By Ken Bender and Allen Cinzori, Software Equity Group, LLC
Despite high-energy prices, "froth" in the housing market and record trade deficits, the U.S. economy, which is nearing its fifth year of expansion, continued to improve in the second quarter of 2005. Gross Domestic Product (GDP), a key economic indicator and broadest measure of economic activity, is projected to grow at an annualized rate of 3.2% in 2Q05. First quarter GDP was revised upward by 0.7% to 3.8% (Figure 1). According to a midyear survey of 56 forecasters by The Wall Street Journal, economists are cautiously optimistic about the economy for the second half of the year, projecting 3.5% growth. Personal consumption, exports, private investment, and equipment and software expenditures are likely to be the key drivers. Equipment and software spending, a component of GDP that is primarily IT related, increased 6.1% in 1Q05 and 13.6% in 2004.
The Conference Board's index of leading economic indicators, which gauges the economy's likely performance over the next three to six months, paints a less optimistic picture. The index, which declined 0.5% in May, has declined at a 2.2% annual rate over the last six months, and 1.9% over the last twelve months. Only one in ten indicators that comprise the leading index increased in May. The positive contributor was stock prices. The negative contributors - beginning with the largest negative contributor - were interest rate spread, average weekly initial claims for unemployment insurance, building permits, vendor performance, average weekly manufacturing hours, index of consumer expectations, manufacturers" new orders for nondefense capital goods, real money supply, and manufacturers" new orders for consumer goods and materials. Last year at this time, the index forecasted a robust economy and continued expansion - advancing 13 times in 14 consecutive months.
Staying the course to keep inflation at bay, the Federal Reserve raised the Federal Funds rate 25 basis points to 3.25% at the end of 2Q05 - the 9th increase in twelve months. The Fed continues to believe economic expansion continues at a measurable rate. Surprisingly, the Fed's rate increases have had no impact on long-term rates - a concern for many Fed officials who believe low mortgage rates have lifted real estate prices to unsustainable levels.

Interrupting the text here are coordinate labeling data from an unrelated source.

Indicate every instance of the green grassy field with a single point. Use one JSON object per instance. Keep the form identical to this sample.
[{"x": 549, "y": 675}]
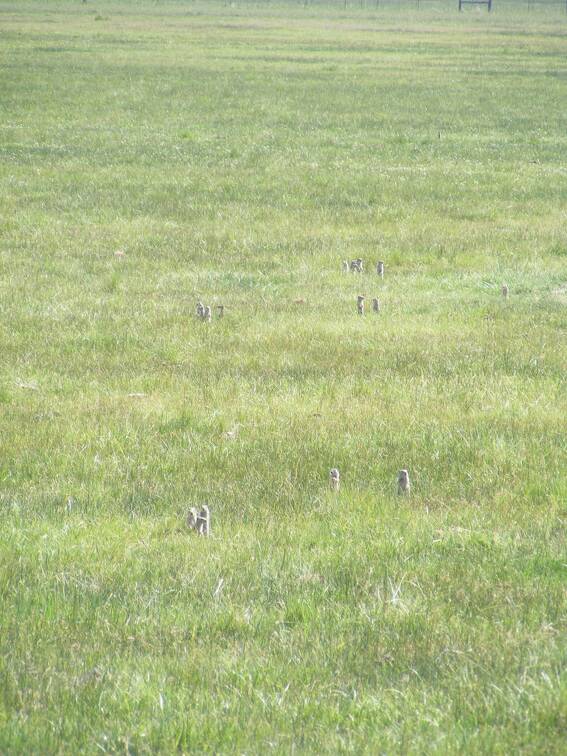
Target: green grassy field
[{"x": 238, "y": 154}]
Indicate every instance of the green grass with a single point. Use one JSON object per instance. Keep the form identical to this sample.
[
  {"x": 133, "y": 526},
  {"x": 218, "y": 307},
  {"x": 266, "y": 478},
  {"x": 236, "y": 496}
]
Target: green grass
[{"x": 238, "y": 153}]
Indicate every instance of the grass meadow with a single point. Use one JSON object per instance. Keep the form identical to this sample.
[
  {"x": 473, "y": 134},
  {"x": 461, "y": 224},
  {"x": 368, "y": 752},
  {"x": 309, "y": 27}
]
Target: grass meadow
[{"x": 237, "y": 154}]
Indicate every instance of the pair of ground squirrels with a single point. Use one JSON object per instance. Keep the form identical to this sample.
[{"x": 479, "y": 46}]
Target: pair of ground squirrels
[{"x": 404, "y": 485}]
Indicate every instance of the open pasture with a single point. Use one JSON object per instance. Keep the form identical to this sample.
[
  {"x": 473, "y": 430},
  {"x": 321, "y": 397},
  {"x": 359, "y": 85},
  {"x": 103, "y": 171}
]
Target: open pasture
[{"x": 237, "y": 154}]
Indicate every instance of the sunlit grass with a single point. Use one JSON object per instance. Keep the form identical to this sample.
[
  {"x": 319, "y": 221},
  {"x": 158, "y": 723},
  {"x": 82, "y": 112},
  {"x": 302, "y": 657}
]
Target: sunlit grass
[{"x": 237, "y": 154}]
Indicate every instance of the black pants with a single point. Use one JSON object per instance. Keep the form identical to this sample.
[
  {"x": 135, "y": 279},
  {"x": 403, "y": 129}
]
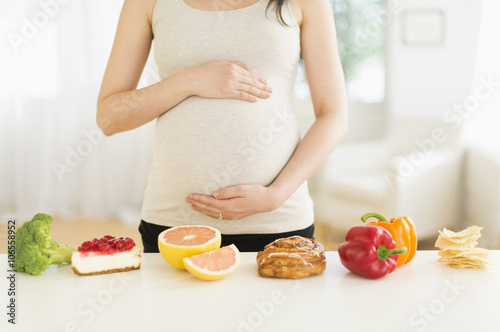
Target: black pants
[{"x": 244, "y": 242}]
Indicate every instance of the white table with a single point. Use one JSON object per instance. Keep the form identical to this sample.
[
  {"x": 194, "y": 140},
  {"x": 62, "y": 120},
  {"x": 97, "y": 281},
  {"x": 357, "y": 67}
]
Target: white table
[{"x": 422, "y": 296}]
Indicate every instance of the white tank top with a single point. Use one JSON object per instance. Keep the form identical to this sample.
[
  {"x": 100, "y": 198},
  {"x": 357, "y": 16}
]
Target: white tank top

The unemployment rate dipped in June to 5%, providing support for the Fed's claim that the economy is in good shape. The June unemployment rate is down from 5.1% in May, and is at its lowest level since September 2001. For 1H05, job growth has averaged 181,000 a month. Wall Street Journal economists expect similar job growth for the next year.

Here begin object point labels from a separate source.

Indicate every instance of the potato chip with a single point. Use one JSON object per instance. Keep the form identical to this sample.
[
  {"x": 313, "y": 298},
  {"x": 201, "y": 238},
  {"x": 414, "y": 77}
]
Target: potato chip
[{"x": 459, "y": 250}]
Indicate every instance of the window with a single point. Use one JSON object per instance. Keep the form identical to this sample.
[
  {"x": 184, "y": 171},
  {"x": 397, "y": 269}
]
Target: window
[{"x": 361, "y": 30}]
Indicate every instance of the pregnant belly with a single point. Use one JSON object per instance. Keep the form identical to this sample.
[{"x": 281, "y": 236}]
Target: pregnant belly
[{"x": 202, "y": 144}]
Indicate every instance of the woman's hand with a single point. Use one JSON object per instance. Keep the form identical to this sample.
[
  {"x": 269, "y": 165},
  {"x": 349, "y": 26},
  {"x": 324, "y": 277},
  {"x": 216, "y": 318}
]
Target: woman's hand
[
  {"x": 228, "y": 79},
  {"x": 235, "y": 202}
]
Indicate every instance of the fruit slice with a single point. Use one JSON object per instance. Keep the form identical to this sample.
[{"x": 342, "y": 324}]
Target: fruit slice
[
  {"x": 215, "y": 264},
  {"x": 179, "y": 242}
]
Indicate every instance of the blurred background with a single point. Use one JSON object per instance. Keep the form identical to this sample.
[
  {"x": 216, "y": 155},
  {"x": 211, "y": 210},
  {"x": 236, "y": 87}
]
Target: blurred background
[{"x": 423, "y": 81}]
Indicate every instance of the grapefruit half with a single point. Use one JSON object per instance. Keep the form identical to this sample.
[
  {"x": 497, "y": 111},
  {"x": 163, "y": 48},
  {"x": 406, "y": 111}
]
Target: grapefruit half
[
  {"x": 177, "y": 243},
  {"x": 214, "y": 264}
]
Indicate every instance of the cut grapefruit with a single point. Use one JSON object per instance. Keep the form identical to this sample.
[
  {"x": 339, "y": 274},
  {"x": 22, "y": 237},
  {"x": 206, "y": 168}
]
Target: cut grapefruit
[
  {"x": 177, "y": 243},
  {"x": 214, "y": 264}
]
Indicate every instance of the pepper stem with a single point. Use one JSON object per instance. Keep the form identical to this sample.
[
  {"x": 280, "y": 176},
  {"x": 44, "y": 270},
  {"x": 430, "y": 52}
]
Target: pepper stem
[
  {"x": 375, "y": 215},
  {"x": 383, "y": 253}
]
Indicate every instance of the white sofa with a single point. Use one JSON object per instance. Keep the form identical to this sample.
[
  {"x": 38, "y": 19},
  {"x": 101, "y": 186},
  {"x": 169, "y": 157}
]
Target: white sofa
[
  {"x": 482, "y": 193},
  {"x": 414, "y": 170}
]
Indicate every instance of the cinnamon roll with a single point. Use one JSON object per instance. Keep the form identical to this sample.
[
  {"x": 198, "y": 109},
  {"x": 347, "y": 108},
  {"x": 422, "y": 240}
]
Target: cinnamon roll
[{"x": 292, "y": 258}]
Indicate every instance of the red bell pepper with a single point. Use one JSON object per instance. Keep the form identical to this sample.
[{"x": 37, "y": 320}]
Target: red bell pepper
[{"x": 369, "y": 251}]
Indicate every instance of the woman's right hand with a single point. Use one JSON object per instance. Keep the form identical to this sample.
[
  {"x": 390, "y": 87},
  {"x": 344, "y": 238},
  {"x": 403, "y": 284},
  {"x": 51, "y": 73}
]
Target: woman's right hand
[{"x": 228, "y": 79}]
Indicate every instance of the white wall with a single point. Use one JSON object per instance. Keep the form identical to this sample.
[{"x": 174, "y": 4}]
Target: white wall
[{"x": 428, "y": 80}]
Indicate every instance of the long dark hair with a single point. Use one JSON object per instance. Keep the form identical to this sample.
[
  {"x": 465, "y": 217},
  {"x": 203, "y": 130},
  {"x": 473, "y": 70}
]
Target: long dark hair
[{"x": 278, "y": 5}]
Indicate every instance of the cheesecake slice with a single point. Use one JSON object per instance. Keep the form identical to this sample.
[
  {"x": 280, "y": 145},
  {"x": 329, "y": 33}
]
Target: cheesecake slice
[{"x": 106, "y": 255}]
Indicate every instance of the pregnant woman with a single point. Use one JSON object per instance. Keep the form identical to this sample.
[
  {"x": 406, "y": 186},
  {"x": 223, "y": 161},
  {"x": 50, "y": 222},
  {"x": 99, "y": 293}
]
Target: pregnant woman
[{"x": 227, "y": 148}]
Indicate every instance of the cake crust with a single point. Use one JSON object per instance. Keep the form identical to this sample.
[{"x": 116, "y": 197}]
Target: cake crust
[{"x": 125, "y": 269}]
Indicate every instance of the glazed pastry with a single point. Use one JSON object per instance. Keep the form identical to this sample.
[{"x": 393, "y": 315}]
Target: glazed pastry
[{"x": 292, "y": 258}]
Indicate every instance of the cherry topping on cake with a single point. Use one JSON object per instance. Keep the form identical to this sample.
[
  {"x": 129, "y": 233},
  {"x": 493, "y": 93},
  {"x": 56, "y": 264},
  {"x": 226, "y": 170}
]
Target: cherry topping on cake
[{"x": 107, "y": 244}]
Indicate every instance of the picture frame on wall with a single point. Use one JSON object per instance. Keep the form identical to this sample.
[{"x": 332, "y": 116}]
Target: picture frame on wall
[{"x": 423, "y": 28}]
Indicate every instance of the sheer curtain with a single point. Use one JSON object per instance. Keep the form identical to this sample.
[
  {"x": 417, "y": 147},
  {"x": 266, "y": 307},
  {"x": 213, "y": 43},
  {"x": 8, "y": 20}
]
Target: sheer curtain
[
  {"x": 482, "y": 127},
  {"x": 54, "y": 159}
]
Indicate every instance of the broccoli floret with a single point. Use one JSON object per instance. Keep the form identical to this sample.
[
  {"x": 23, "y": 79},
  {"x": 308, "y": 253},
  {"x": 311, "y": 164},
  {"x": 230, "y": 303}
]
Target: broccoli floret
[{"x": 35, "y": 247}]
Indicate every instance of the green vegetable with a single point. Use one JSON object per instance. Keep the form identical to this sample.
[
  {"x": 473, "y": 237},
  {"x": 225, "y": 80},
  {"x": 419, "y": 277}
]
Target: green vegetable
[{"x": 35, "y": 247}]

Public Market and Public Software Company Performance
Public markets continued to reflect investor uneasiness in the first half of 2005. U.S. Markets are still not out of the red with the Dow, NASDAQ, and S&P 500 down 4.7%, 5.5%, and 1.7%, respectively, from the beginning of the year (Figure 2). In 2Q05, the Dow was down 1.2%, although the NASDAQ and S&P 500 posted gains of 3.6%, and 0.9%, respectively, compared to the end of 1Q05. Market Caps of the SEG-100, our index of public software companies, showed signs of strength during much of the second quarter, but back slid by the quarter's end, posting a modest 1.6% improvement over the close of the first quarter, and down 11.5% from January 1. Other key 2Q05 measures for the SEG-100, including comparisons with the prior quarter, are enumerated in Figure 3.
In a trailing-twelve-month (TTM) revenue basis, overall financial performance of the SEG-100 continued to improve. Median TTM revenue relative to a Q1 2004 base year is up 14.4%, while TTM earnings relative to the same base period has skyrocketed 56.5%.
Cash and cash equivalents also increased over the same time period, an obvious byproduct of an improving bottom line (Figures 4). Since 2002, public software companies have been focusing resolutely on cost cutting and earnings improvement as a means of retaining investor confidence despite stagnant revenue growth. Having done so, most public software companies have begun to shift focus to top line growth, both organically and through mergers and acquisitions. For the balance of 2005, expect to see more deals along the lines of Symantec/Veritas, Computer Associates/ Netegrity, Oracle/Retek, IBM/Assential and Oracle/Peoplesoft are some of the more notable examples of an M&A driven revenue enhancement strategy.